Study designs of evaluations included in the review
Clinical studies, case series and case reports. Two of the included studies were RCTs, 3 were non-randomised trials, 2 single case reports and 15 case series. Study duration ranged from 8 days to 6 months.
Specific interventions included in the review
Granulocyte-macrophage colony-stimulating factor (GM-CSF) versus control (no intervention). Wide ranges of fixed and variable dosages were reported across the studies. Two studies reported intravenous administration, and the rest used subcutaneous administration apart from one which administered it intralesionaly. Some studies required patients to begin or continue with concurrent antiretroviral therapy (zidovudine).
Participants included in the review
Patients with the acquired immunodeficiency syndrome (AIDS)or HIV infection receiving granulocyte-macrophage colony-stimulating factor (GM-CSF) for any indication. The majority of participants in the studies were adult males, with only one study of children. Thirty eight percent of the participants had an AIDs related cancer (Karposis' sarcoma and non-Hodgkin's lymphoma). Forty six percent had neutropenia that was attributed to zidovudine or to AIDs in general. The remaining 16% had specific infections such as cytomegalovirus retinitis and bacteremia.

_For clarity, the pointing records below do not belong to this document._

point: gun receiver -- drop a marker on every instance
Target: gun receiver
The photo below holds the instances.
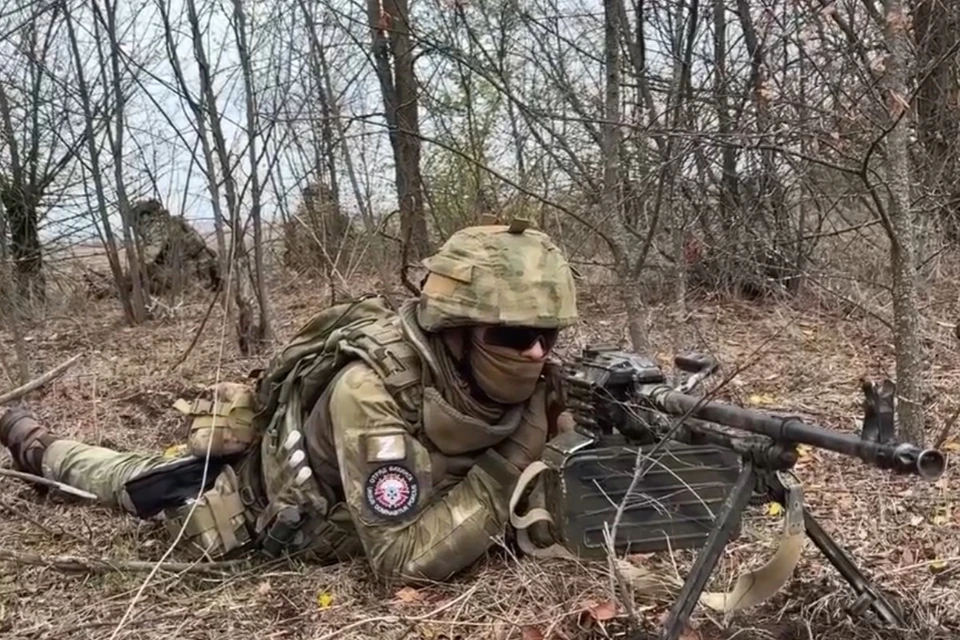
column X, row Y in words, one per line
column 627, row 412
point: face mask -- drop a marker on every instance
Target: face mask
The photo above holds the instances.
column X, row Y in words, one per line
column 502, row 373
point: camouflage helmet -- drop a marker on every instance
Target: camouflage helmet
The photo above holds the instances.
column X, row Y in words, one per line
column 497, row 275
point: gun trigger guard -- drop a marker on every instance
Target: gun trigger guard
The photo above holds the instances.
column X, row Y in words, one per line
column 793, row 524
column 522, row 523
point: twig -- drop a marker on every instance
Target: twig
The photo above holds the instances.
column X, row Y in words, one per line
column 395, row 619
column 36, row 383
column 196, row 335
column 29, row 477
column 945, row 432
column 102, row 565
column 28, row 518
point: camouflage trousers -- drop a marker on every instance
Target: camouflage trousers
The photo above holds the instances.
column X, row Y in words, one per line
column 211, row 527
column 101, row 471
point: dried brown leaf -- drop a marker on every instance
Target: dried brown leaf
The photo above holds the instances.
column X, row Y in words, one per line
column 530, row 632
column 601, row 611
column 408, row 595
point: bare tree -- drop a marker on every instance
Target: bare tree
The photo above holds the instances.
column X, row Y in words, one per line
column 393, row 50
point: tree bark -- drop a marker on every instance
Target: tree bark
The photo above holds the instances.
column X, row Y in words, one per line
column 398, row 84
column 902, row 242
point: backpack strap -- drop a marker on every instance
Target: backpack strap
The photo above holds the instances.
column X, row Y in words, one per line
column 383, row 346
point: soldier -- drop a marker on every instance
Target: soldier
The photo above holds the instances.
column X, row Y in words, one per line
column 171, row 248
column 407, row 449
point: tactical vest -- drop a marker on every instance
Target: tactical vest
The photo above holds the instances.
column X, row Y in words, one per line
column 302, row 513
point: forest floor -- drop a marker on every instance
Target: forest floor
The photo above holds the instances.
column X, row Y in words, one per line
column 801, row 358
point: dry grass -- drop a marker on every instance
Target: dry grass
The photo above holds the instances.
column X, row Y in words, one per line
column 804, row 358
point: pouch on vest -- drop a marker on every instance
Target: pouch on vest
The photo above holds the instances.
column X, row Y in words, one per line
column 215, row 525
column 223, row 428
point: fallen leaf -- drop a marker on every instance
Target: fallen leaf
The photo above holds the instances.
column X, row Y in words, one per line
column 529, row 632
column 408, row 595
column 936, row 566
column 942, row 517
column 908, row 559
column 601, row 611
column 175, row 451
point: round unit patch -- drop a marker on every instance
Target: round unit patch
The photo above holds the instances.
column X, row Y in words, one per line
column 392, row 490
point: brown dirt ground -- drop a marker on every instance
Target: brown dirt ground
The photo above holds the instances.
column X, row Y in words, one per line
column 804, row 358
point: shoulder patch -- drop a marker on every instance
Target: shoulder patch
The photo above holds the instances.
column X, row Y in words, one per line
column 386, row 447
column 391, row 490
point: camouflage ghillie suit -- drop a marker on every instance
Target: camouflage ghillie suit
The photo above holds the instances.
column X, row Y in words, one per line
column 400, row 438
column 171, row 249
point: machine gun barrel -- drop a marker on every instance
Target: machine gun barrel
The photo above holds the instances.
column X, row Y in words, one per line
column 899, row 457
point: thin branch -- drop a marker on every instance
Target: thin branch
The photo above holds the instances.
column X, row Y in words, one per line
column 36, row 383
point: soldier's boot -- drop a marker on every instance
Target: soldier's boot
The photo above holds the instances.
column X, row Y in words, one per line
column 26, row 439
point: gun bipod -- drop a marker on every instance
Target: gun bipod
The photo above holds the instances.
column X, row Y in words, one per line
column 767, row 481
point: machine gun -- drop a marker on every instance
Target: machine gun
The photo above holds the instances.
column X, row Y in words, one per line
column 677, row 470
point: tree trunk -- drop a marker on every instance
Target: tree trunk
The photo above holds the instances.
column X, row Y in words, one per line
column 399, row 88
column 902, row 242
column 25, row 246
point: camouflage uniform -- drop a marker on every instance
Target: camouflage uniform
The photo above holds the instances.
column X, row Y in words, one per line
column 171, row 248
column 394, row 460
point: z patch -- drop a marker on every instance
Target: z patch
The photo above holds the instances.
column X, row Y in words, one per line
column 392, row 490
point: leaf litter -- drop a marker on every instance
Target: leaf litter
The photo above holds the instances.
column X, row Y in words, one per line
column 902, row 533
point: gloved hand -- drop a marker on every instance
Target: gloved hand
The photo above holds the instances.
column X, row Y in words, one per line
column 526, row 444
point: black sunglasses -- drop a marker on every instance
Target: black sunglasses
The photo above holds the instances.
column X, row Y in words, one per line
column 520, row 338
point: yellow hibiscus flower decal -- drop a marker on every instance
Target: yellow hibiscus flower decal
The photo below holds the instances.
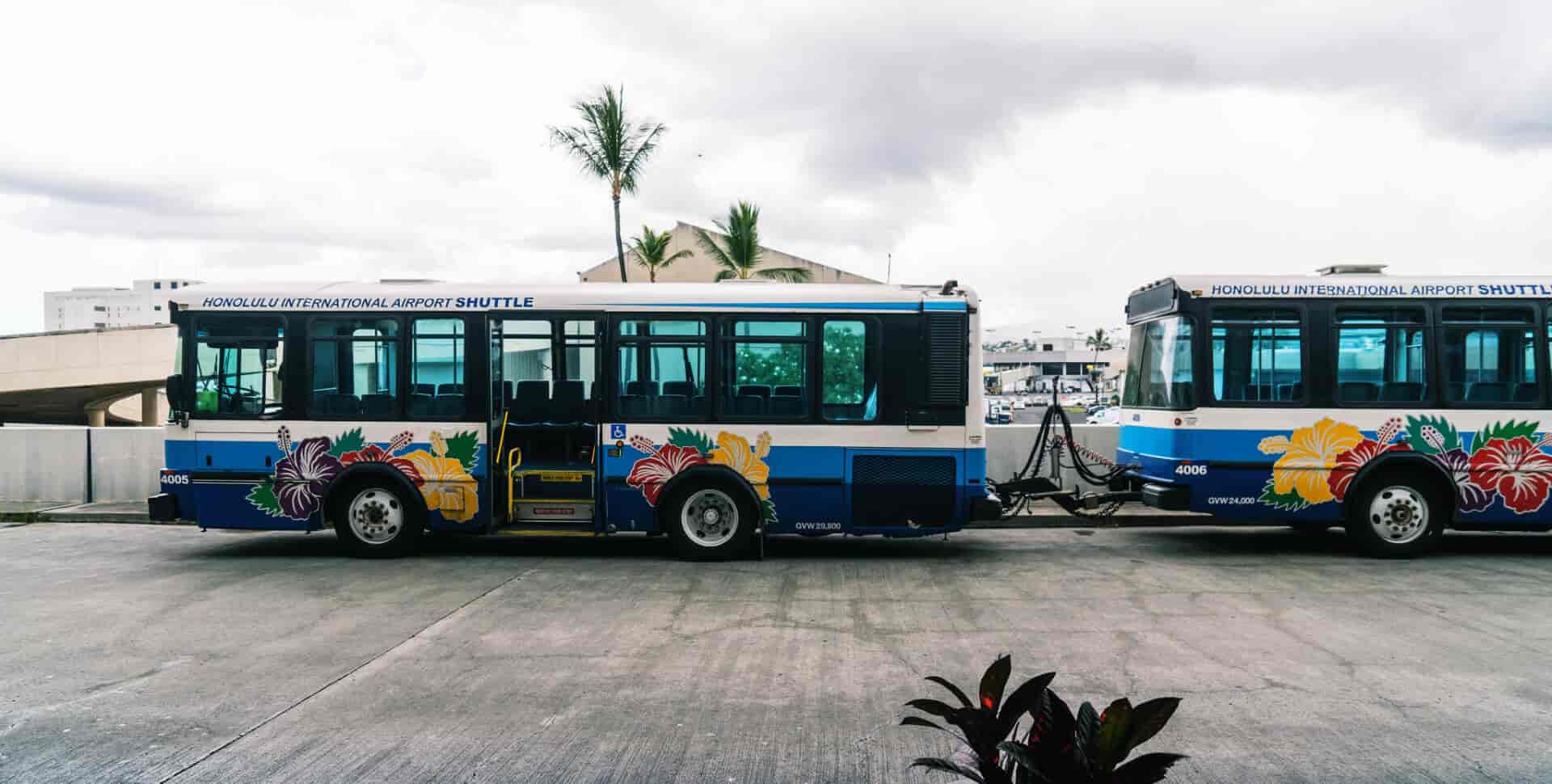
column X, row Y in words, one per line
column 735, row 452
column 447, row 488
column 1309, row 457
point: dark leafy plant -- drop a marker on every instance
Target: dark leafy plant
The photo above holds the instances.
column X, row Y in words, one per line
column 1061, row 747
column 983, row 724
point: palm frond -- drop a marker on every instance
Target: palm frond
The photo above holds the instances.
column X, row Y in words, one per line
column 786, row 274
column 637, row 150
column 715, row 251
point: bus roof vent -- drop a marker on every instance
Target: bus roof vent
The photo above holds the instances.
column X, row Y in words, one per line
column 1354, row 269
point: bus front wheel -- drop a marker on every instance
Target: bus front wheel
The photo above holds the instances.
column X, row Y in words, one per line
column 374, row 519
column 710, row 521
column 1397, row 514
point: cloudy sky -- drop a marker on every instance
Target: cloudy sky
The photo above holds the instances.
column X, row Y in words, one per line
column 1054, row 156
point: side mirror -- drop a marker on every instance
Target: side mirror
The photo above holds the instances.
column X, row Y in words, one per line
column 175, row 392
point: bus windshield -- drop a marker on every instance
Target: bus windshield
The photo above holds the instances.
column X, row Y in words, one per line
column 1158, row 365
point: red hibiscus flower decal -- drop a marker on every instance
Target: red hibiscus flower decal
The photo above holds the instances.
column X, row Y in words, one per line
column 1516, row 470
column 1347, row 463
column 651, row 472
column 376, row 453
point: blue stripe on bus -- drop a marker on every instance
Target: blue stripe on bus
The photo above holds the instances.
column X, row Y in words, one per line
column 812, row 306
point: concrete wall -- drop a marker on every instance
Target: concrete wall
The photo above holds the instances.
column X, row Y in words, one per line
column 50, row 463
column 42, row 463
column 124, row 463
column 1008, row 448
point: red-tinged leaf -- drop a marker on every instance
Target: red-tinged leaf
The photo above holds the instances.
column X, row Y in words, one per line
column 1147, row 769
column 1086, row 733
column 1023, row 699
column 951, row 688
column 1147, row 719
column 1110, row 743
column 993, row 682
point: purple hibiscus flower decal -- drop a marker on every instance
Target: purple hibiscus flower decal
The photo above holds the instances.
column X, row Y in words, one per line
column 1472, row 497
column 302, row 477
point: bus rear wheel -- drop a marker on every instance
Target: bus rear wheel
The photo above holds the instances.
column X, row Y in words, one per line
column 710, row 521
column 1397, row 514
column 374, row 519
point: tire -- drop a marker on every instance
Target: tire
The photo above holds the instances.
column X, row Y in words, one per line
column 710, row 519
column 1397, row 514
column 376, row 519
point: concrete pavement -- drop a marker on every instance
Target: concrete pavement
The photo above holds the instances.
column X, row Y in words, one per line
column 167, row 654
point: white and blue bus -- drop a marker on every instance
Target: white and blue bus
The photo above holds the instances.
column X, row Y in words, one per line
column 715, row 413
column 1393, row 406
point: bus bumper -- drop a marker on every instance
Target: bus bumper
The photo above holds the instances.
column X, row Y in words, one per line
column 162, row 507
column 1167, row 497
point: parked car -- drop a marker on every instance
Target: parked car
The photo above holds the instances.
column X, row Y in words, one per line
column 1108, row 415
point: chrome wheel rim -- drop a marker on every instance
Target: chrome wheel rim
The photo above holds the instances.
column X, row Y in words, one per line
column 376, row 516
column 1398, row 514
column 710, row 517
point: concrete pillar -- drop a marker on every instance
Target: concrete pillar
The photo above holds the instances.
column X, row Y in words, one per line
column 148, row 407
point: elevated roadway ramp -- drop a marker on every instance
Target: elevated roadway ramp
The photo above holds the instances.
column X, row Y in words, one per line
column 87, row 376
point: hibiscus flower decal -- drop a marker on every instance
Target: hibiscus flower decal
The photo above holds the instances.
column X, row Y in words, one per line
column 735, row 452
column 302, row 477
column 1457, row 463
column 1516, row 470
column 1347, row 463
column 1307, row 460
column 376, row 453
column 661, row 463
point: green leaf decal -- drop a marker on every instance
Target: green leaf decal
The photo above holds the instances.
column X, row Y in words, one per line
column 1447, row 432
column 1288, row 502
column 263, row 497
column 1504, row 431
column 683, row 436
column 348, row 441
column 465, row 448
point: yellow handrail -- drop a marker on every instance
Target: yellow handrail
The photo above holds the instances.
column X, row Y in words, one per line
column 502, row 441
column 511, row 499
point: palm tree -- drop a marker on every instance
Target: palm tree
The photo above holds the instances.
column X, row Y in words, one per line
column 740, row 258
column 1099, row 342
column 610, row 148
column 649, row 251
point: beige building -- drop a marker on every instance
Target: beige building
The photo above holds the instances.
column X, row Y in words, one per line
column 698, row 268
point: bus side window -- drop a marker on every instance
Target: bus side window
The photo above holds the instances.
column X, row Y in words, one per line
column 238, row 365
column 354, row 369
column 1380, row 356
column 1258, row 356
column 850, row 372
column 1489, row 356
column 660, row 370
column 765, row 370
column 436, row 364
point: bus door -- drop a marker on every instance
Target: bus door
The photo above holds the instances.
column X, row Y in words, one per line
column 545, row 419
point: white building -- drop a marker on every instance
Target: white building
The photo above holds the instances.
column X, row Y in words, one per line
column 106, row 306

Outcomes assessed in the review
Key outcomes were basic and specialised tests of immune capabilities; major clinical events such as new infections, new neoplasms or progression of existing cancers; haematological and non haematological toxicities such as myalgias and fevers; and measures of HIV replication and cultures.
How were decisions on the relevance of primary studies made?
Titles and abstracts were reviewed to determine whether they met the inclusion criteria. One research analyst, one research assistant and a physician reviewer screened all abstracts and papers for eligibility. Differences were resolved by referring back to the full study report.